O bispo do Funchal presidiu na manhã deste domingo, dia 24 de março, na Sé do Funchal, à Eucaristia do Domingo de Ramos, dia em que se celebra a entrada solene de Jesus em Jerusalém, que marca o começo da Semana Santa e prepara os cristãos para reviver a Paixão, Morte e Ressurreição do Senhor.
Uma oportunidade para o prelado desafiar os cristãos a procurar, “ao longo desta Semana Santa, fazer “nossos os gestos e atitudes” das mulheres que acompanham o Senhor ao longo da sua vida. “Com ousadia, procuraremos corresponder ao seu amor, pedindo-lhe que não nos deixe nunca cair na atitude cobarde de quem foge, mas sempre perdoe o nosso pecado e nos ajude a ser seus verdadeiros discípulos!”
As mulheres de que falava D. Nuno Brás, “estavam a observar de longe”. Entre elas Maria Madalena, Maria, mãe de Tiago e de José, e Salomé, que acompanhavam e serviam Jesus, quando estava na Galileia, e muitas outras que tinham subido com Ele a Jerusalém”.
O serviço destas mulheres, a sua companhia, iniciada na Galileia, “continua, persistente, unindo-se, de longe, ao Senhor que encontra o seu olhar e partilha com elas os momentos decisivos.

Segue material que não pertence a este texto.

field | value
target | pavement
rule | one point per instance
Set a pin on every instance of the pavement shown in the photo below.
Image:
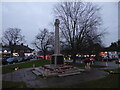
(33, 81)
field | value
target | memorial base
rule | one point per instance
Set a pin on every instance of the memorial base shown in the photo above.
(57, 59)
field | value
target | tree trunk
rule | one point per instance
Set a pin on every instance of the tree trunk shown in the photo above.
(44, 55)
(74, 57)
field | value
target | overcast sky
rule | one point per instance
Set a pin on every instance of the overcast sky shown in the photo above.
(30, 16)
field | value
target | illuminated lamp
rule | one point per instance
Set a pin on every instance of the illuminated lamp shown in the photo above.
(5, 51)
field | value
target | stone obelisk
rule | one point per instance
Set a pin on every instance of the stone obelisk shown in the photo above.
(57, 58)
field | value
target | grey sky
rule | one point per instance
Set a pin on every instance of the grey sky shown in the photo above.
(30, 16)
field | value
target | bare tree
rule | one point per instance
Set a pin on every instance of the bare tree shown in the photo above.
(79, 24)
(44, 40)
(12, 36)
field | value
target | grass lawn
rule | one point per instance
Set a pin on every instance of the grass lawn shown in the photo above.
(83, 65)
(37, 63)
(111, 81)
(9, 84)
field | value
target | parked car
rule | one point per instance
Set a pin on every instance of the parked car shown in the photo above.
(12, 60)
(88, 60)
(20, 59)
(28, 58)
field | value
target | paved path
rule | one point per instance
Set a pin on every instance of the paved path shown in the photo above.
(33, 81)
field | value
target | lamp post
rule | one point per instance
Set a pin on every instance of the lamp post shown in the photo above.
(57, 58)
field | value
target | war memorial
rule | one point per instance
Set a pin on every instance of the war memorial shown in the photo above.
(57, 66)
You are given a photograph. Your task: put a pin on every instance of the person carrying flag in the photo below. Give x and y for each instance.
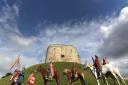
(31, 79)
(52, 69)
(97, 66)
(74, 70)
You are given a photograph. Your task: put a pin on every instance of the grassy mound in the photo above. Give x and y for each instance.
(89, 78)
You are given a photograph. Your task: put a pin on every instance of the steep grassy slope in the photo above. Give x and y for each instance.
(89, 78)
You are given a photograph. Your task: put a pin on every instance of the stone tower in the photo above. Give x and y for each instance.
(62, 53)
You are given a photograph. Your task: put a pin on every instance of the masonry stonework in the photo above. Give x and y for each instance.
(62, 53)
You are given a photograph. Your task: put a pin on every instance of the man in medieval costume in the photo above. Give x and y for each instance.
(74, 70)
(15, 76)
(51, 71)
(97, 65)
(31, 79)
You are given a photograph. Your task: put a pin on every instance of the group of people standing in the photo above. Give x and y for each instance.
(19, 75)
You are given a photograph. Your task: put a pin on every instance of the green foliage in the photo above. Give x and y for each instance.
(89, 78)
(7, 74)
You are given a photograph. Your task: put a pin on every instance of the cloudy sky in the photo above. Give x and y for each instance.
(27, 27)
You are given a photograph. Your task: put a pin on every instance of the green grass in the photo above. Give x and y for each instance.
(89, 78)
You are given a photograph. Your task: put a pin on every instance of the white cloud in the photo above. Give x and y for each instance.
(87, 37)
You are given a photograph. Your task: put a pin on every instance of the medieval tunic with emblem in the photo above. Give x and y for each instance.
(31, 79)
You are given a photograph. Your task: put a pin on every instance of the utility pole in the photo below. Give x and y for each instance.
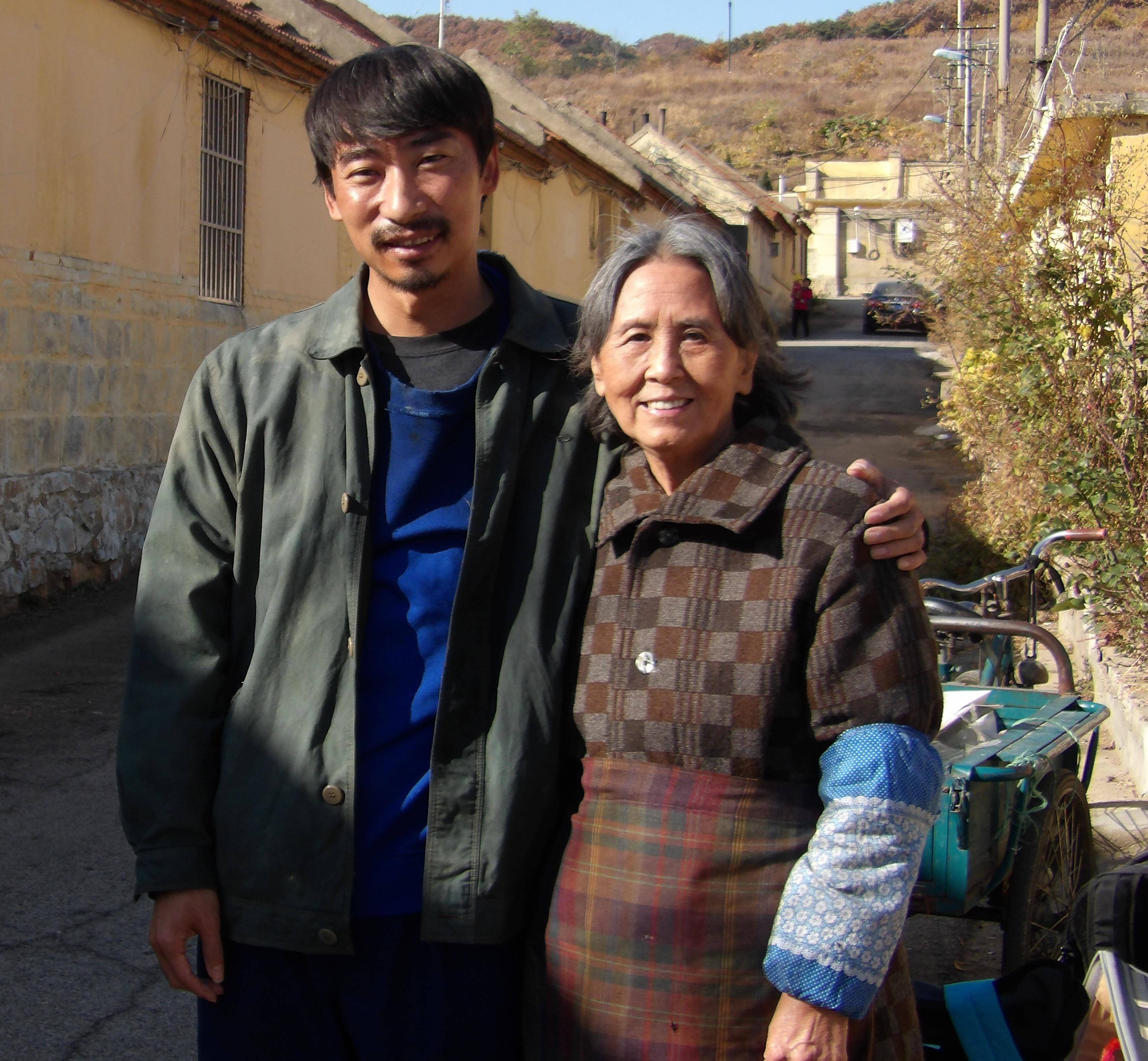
(965, 44)
(949, 121)
(984, 105)
(1004, 65)
(729, 36)
(1041, 57)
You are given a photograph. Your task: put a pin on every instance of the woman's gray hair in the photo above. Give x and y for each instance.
(743, 316)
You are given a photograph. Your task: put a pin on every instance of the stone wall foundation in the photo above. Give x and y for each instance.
(61, 529)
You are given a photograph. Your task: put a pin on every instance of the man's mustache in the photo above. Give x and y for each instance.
(388, 234)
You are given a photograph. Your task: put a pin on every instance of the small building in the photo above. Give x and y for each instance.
(772, 235)
(868, 218)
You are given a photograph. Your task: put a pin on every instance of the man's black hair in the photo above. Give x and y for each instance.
(393, 92)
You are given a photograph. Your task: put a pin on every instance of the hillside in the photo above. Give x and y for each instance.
(856, 85)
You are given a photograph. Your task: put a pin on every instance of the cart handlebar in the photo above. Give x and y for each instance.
(1097, 534)
(1026, 568)
(1014, 628)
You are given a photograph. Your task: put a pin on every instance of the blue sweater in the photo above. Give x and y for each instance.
(421, 504)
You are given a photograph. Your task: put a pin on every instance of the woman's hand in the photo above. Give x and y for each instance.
(804, 1033)
(896, 525)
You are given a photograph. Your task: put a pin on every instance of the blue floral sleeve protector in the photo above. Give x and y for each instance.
(845, 902)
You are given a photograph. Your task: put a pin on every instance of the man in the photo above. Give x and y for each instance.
(802, 297)
(360, 599)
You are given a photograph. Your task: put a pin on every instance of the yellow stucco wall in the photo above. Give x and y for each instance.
(101, 325)
(1128, 174)
(100, 180)
(552, 232)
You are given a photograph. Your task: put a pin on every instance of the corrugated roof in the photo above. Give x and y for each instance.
(510, 96)
(665, 184)
(760, 198)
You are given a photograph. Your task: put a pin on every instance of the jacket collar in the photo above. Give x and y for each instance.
(534, 323)
(729, 492)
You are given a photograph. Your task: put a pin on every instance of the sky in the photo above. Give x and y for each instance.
(633, 20)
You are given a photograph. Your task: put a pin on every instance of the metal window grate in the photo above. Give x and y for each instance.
(222, 185)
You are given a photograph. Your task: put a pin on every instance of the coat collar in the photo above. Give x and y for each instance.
(534, 322)
(729, 492)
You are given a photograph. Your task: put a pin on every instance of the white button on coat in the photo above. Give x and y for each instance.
(645, 663)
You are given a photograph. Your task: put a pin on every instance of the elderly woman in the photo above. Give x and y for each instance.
(756, 696)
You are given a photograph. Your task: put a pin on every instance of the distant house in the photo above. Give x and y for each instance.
(867, 217)
(1099, 139)
(772, 235)
(566, 187)
(158, 198)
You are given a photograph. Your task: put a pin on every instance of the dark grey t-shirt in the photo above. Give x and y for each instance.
(439, 362)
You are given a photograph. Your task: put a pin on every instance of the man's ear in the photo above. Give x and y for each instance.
(491, 173)
(329, 198)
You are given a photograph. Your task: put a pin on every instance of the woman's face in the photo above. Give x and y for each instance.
(668, 371)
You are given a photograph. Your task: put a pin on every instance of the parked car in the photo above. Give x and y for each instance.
(897, 305)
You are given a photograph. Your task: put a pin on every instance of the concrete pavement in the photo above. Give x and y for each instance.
(79, 979)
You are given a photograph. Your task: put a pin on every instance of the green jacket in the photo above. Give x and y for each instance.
(237, 748)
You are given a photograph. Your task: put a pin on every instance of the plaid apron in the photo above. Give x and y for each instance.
(662, 916)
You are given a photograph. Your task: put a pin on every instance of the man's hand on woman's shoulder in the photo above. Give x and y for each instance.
(896, 525)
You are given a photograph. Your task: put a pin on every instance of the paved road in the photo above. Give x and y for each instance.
(79, 980)
(868, 396)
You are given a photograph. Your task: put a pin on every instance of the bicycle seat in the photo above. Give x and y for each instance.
(961, 609)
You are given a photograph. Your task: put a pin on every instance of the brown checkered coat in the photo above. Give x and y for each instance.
(769, 630)
(736, 628)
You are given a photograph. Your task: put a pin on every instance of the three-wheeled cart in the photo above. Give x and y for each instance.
(1014, 840)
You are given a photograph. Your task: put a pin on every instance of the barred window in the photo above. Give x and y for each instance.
(222, 185)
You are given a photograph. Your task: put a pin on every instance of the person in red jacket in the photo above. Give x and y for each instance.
(802, 297)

São tão persistentes (ao contrário dos Doze), que mesmo depois da descida da cruz, S. Marcos diz que “observavam o lugar onde Jesus tinha sido depositado”.
Já os doze, recordou o prelado, escolhidos no início da sua vida pública e com quem o Senhor partilhou a Última Ceia, foram os mesmos que o abandonaram. Três, Pedro, Tiago e João, não cumpriram com o que lhes foi pedido, Pedro e Judas até o traíram.
Não raras vezes, nós somos como estes discípulos. Não ficamos e vigiamos com Ele, não partilhamos a oração e o sofrimento do Senhor e ao contrário de Pedro não somos capazes de reconhecer o nosso pecado e de o chorar.
Temos ainda a figura de Simão de Cirene, em quem “encontramos todos os que vêm de uma cultura diferente da nossa, mas que, não sendo ainda cristãos, se deixam transformar, converter, quando os seus caminhos se cruzam com os de Jesus”. Já nós não “acolhemos os estrangeiros e os convidamos à fé”. Simão depois de ajudar Jesus a levar a cruz até ao Calvário, se tornou um verdadeiro discípulo, um cristão.
Depois temos a mulher anónima. Aquela que “é a corporização do verdadeiro discípulo. Ela professa a fé da Igreja não com palavras mas com acções. Os seus gestos são uma antecipação e um resumo dos acontecimentos que teriam lugar em breve, revelando, antecipadamente, o seu significado mais profundo”.
Ao derramar um inteiro frasco de nardo pela cabeça de Jesus, explica o prelado, “aquela mulher, figura da Igreja, figura do verdadeiro discípulo, reconhece Jesus como o Messias, o Cristo, o Ungido, o Salvador. O próprio Jesus diz que se trata de antecipar a sua sepultura, o Mistério pascal da sua morte e ressurreição, vivendo o qual nos tornamos cristãos!”.
D. Nuno Vinca mesmo que, “o gesto simbólico daquela mulher é pois, por um lado, o reconhecimento do amor precioso de Deus por toda a humanidade, concretizado (e como!) no mistério pascal de Jesus. E, ao mesmo tempo, é sinal do amor com que a Igreja (todo o povo de Deus) corresponde ao amor de Deus manifestado na Páscoa de Jesus — atitude que recorda a esposa do Cântico dos Cânticos: “O meu nardo exalou o seu perfume. O meu amado é para mim” (Cant 1,12b-13a).”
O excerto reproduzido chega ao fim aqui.